Have you seen this Linux Mint blog post? Update your computer! – The Linux Mint Blog
Scroll down to the part about statistics. It’s interesting to see just how little they know about their users because they do not collect telemetry. The stats are all over the place and pretty unreliable. They could, however, conclude that more than NONE of their users were using a very old release with now known vulnerabilities. Since then they have revamped the way that Linux Mint notifies users about updates to make it more obvious and pushed an emergency update to their old release repo.

I thought it was interesting and fits into the discussion here.

popey · May 25, 2021, 8:23am

Mozilla recently published a blog post in which they highlight the usefulness of their data gathering.
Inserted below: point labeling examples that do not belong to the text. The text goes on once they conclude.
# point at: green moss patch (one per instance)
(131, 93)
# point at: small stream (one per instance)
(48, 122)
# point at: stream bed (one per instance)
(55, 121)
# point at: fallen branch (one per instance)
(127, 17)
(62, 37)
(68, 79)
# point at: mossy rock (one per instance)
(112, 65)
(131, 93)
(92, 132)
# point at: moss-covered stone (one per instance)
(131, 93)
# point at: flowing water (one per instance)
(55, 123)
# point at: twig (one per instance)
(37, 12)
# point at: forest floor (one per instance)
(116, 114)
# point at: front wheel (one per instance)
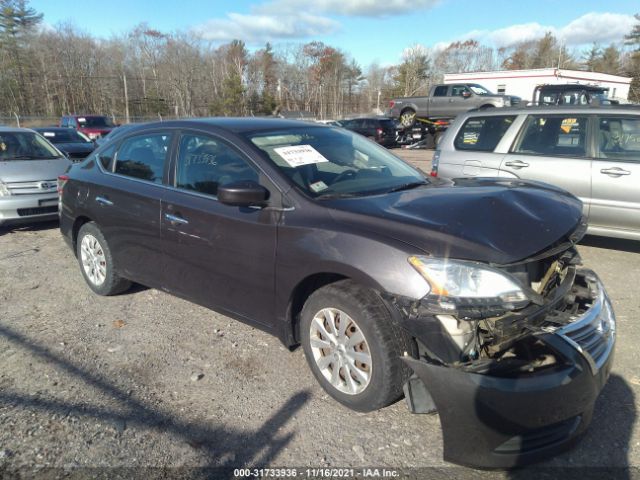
(96, 262)
(353, 346)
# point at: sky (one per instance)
(368, 30)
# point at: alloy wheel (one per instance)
(340, 351)
(93, 259)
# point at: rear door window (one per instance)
(482, 134)
(619, 138)
(441, 91)
(553, 135)
(106, 158)
(205, 163)
(143, 157)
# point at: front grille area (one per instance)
(26, 212)
(594, 332)
(540, 438)
(29, 188)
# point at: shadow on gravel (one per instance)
(31, 227)
(603, 451)
(632, 246)
(224, 447)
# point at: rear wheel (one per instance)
(353, 346)
(96, 262)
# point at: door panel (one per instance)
(219, 256)
(616, 174)
(127, 205)
(457, 103)
(553, 149)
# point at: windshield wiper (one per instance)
(31, 157)
(327, 196)
(407, 186)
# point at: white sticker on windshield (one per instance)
(298, 155)
(318, 186)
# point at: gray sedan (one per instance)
(29, 170)
(593, 152)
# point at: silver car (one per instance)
(593, 152)
(29, 169)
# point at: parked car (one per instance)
(466, 295)
(75, 145)
(444, 102)
(29, 168)
(382, 130)
(93, 126)
(116, 131)
(593, 152)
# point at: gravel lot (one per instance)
(148, 380)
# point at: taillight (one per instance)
(62, 180)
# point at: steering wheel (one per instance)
(344, 175)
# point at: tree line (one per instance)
(147, 73)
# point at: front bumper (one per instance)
(28, 208)
(491, 421)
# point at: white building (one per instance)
(522, 82)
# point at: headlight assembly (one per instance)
(455, 283)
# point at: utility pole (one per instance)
(126, 97)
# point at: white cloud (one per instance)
(261, 27)
(287, 19)
(591, 27)
(359, 8)
(597, 27)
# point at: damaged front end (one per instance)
(514, 376)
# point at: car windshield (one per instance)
(25, 146)
(328, 162)
(64, 136)
(479, 89)
(95, 122)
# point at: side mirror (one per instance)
(245, 193)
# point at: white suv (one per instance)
(593, 152)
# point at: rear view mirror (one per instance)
(245, 193)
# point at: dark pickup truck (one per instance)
(446, 102)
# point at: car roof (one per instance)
(559, 109)
(53, 129)
(232, 124)
(14, 130)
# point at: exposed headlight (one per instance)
(4, 191)
(456, 282)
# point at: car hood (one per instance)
(32, 170)
(100, 131)
(498, 221)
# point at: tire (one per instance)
(407, 117)
(360, 383)
(96, 262)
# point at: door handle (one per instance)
(175, 219)
(615, 171)
(104, 201)
(517, 164)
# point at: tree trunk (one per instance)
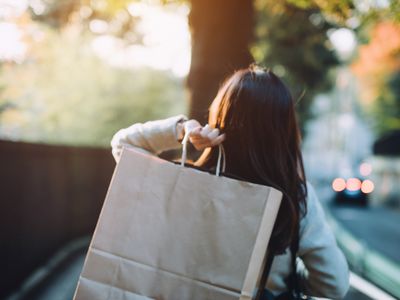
(221, 34)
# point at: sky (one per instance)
(166, 43)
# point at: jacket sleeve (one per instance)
(325, 271)
(152, 137)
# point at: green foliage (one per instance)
(386, 108)
(293, 43)
(65, 94)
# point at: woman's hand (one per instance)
(203, 137)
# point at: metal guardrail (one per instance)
(380, 270)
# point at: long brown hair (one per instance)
(256, 111)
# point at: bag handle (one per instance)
(221, 155)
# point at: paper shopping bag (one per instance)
(173, 232)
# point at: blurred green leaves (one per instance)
(65, 94)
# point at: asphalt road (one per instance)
(377, 227)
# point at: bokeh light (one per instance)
(365, 169)
(367, 186)
(353, 184)
(339, 184)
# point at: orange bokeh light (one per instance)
(353, 184)
(367, 186)
(365, 169)
(338, 184)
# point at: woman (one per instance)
(253, 117)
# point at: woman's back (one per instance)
(253, 117)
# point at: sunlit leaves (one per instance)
(378, 70)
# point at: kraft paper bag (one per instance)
(175, 233)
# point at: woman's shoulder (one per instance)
(314, 211)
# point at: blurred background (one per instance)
(73, 72)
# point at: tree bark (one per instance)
(221, 31)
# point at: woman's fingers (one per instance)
(213, 134)
(218, 140)
(206, 130)
(204, 137)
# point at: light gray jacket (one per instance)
(322, 268)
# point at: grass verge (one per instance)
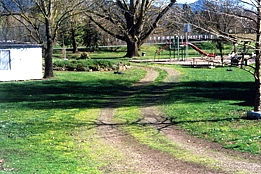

Ulfnic · May 25, 2021, 8:17pm

@nicemicro having thought about this a bit more… while examples can prove that telemetry can be useful. They can’t prove telemetry is more useful than detrimental on average unless you’re privy to the opportunity costs of every telemetry based decision a company has ever made.

Selecting for only success stories just proves a success can exist, it doesn’t show odds of success or degrees of benefit on a continuum and given enough background noise all things are true at least once.

Just for fun here… this reminds me of one of the most controversial Myth Buster finders that Adam Savage described recently. I was certain what the data meant till 1/2 way through.

I’m guessing there’s some optimal mix of rationalism and empiricism; guessing what the data means and experimenting that gets the best results over time. How to measure that won’t be easy and probably needs some guessing and experimenting.